Fortsetzung: Vertrieben (44)
Die wahre Geschichte eines kleinen Mädchens
Autorin: U. Hillesheim ©
Herr Pfarrer beteiligt sich kaum an den bäuerlichen Arbeiten. Als Seelsorger hat er andere Dinge zu tun. Und für Männerarbeiten ist ja der Wirtschafter zuständig. Es gibt wieder ein Pferd auf dem Pfarrhof (oder zwei Pferde?). So kann Herr Pfarrer wieder alle 14 Tage in Neudorf, das als Filialgemeinde zur Pfarrei Mohrau gehört, Gottesdienst halten. Jetzt im Winter fährt er mit dem Pferdeschlitten dahin. Herr Schwarz lenkt die Pferde. Bei Schneeverwehungen und eisiger Kälte ist das kein Spaß. Herr Pfarrer muss sich in dickste Kleidung und einen pelzgefütterten Fußsack einpacken, damit er auf der recht weiten Strecke nicht halb erfriert. In den Fußsack werden gewärmte Steine mit eingepackt. Es ist immer eine aufregende Angelegenheit, wenn diese Fahrt bevor steht.

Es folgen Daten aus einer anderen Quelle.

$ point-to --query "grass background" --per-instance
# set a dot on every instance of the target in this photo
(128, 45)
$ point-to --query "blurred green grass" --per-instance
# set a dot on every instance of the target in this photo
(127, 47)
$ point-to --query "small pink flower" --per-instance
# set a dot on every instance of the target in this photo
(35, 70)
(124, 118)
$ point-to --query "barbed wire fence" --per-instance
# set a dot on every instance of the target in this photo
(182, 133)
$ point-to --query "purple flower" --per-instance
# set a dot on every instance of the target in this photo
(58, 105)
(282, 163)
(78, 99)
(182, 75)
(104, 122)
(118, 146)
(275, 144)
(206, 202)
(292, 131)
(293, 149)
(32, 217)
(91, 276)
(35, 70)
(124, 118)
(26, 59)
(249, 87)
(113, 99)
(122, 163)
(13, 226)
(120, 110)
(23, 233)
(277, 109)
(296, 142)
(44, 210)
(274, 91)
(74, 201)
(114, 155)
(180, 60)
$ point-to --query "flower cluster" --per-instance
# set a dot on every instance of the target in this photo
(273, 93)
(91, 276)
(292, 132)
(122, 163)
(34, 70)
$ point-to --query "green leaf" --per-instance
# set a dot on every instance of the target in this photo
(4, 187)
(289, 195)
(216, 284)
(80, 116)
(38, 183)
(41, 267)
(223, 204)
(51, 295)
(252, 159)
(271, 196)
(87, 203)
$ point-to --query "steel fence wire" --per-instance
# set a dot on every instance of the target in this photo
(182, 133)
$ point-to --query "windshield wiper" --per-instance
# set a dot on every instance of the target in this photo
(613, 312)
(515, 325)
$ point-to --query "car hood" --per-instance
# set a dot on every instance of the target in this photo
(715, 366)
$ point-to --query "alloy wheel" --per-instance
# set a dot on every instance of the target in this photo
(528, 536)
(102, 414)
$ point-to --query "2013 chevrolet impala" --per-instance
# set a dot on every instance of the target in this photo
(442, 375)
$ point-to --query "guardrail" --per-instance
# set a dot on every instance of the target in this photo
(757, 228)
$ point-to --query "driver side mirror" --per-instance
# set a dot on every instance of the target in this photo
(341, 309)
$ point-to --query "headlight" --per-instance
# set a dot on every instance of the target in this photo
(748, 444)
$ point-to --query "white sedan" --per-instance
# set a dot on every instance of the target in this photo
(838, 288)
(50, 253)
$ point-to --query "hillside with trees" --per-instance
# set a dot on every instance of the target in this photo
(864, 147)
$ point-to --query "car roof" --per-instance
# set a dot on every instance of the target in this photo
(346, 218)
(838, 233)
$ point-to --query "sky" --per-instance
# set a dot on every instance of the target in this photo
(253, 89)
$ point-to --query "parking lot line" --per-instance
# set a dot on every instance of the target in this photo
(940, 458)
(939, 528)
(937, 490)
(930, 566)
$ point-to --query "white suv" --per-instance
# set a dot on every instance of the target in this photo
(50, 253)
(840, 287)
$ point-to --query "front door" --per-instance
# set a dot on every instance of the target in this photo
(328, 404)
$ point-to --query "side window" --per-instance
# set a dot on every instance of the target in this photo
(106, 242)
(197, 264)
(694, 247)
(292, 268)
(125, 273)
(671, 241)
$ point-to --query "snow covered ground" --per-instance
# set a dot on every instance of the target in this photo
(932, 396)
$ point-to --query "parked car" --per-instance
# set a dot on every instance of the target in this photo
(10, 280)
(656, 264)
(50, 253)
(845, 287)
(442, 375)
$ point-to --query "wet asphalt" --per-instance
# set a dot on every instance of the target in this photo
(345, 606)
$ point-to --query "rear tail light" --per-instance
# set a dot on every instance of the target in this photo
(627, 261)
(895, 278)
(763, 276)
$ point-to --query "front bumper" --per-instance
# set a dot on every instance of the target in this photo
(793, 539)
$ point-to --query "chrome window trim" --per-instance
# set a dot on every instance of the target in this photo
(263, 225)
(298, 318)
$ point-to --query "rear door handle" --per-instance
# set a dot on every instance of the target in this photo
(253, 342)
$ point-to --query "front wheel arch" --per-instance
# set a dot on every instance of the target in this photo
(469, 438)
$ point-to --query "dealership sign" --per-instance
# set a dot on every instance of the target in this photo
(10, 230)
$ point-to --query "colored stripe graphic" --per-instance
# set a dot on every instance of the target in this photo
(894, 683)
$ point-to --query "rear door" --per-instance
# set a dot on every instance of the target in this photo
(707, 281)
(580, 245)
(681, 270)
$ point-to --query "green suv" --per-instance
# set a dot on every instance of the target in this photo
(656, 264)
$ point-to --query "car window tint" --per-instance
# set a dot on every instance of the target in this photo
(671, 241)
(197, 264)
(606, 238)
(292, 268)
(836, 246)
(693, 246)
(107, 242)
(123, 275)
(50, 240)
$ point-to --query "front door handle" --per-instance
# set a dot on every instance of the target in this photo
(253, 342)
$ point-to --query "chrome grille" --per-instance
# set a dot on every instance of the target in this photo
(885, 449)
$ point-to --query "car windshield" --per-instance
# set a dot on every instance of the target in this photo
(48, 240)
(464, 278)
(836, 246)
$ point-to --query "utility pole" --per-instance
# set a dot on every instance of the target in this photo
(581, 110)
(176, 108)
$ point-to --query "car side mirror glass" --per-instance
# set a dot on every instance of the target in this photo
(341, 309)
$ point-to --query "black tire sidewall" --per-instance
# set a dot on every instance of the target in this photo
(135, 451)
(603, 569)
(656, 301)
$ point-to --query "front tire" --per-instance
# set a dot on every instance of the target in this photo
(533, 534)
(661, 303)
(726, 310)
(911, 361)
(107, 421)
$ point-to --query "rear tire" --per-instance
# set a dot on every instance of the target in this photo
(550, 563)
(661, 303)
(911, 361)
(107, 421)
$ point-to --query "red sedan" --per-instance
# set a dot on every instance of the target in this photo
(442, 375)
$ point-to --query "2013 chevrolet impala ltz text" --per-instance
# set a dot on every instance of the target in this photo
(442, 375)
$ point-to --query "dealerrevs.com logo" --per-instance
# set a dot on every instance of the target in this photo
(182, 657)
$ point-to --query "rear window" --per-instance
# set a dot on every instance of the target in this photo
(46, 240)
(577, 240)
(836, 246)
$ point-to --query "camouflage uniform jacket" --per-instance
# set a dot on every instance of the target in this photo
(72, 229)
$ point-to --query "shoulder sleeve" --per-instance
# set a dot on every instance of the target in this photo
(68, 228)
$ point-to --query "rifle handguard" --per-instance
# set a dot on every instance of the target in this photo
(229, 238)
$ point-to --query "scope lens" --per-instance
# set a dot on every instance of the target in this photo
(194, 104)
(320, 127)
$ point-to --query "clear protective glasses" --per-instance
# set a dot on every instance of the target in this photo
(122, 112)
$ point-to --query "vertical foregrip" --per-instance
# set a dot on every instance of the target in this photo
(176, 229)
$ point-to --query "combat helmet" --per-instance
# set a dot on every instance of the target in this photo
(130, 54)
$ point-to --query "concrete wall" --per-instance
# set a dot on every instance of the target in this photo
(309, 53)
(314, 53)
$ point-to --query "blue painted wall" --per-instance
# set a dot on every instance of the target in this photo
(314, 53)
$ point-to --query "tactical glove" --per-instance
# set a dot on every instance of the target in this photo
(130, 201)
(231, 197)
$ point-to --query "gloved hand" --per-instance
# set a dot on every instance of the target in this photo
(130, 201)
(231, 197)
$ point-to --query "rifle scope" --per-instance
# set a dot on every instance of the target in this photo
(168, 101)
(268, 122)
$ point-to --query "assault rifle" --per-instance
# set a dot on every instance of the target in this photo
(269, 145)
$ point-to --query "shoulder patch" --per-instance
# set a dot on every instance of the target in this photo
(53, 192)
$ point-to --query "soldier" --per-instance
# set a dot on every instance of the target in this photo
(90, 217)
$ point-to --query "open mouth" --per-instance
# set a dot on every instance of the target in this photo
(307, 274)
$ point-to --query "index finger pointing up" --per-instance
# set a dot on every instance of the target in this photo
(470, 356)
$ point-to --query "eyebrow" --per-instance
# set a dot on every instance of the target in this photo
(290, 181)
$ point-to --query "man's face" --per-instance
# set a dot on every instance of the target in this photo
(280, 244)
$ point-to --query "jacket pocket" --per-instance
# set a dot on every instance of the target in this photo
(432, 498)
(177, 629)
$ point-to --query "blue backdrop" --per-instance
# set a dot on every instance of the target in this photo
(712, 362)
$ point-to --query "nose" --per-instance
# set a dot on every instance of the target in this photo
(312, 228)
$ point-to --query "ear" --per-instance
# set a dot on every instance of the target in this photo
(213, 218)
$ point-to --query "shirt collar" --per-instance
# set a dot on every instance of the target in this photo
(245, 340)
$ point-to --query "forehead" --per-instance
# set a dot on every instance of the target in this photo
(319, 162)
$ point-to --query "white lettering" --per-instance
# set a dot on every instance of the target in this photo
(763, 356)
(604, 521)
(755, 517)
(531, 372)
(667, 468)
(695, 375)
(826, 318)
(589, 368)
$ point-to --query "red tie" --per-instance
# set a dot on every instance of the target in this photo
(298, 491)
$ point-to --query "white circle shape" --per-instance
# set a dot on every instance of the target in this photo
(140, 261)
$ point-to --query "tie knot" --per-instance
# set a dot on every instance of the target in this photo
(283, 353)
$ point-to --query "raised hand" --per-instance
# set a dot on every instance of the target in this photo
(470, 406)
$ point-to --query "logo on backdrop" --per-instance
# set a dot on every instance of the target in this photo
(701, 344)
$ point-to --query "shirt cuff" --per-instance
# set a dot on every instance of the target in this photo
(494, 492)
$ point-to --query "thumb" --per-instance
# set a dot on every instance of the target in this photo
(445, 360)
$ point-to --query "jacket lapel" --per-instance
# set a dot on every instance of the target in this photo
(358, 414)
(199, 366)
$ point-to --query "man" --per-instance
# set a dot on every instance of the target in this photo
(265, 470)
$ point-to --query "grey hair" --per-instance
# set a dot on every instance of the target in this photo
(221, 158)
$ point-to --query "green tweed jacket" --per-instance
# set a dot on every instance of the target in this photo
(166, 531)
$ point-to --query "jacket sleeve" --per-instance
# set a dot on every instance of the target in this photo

In der ungeheizten eiskalten Kirche besteht die Gefahr, dass der Messwein einfriert. Doch dem wird durch eine sinnreiche Vorrichtung vorgebeugt. Man stellt den Messwein in einen doppelwandigen Behälter und in den Raum zwischen den Wänden schüttet man kochendes Wasser hinein. So bleibt der Wein temperiert und gut trinkbar.
Um die Kirchturmuhr kümmert sich Herr Pfarrer besonders. Nie soll sie falsch gehen, immer muss sie die richtige Zeit anzeigen. So sorgt er für ihren stets richtigen Stand. Die Bauern auf den Feldern – oft ohne Uhr – sollen sich zuverlässig auf sie verlassen können. Zum Läuten der Glocken gehen meist Fräulein Anita und Tante Rosi den Weg zur Kirche hinauf. Das ist im Winter keine leichte Aufgabe, denn es geht ziemlich bergauf und der verschneite Weg kann glatt sein. (Bei uns zu Hause wurden die Wege im Winter niemals geräumt sondern mit Asche gestreut.)
An das Wochentags-Frühstück – es wird wohl Butterschnitte gegeben haben – kann ich mich gar nicht erinnern, nur an den Milchkaffee (Gerstenkaffee), der in einem sehr großen Topf im warmen Ofenrohr steht. Vor allem am Sonntag, wenn man durchgefroren aus der Kirche gekommen ist, freuen sich alle über den heißen Kaffee (wenn man nicht gerade die Milchhautfetzen erwischt hat). Zum Sonntagsfrühstück gibt es oft Mohnbuchteln, die tags zuvor Fräulein Anita gebacken hat und für die sie gerühmt wird.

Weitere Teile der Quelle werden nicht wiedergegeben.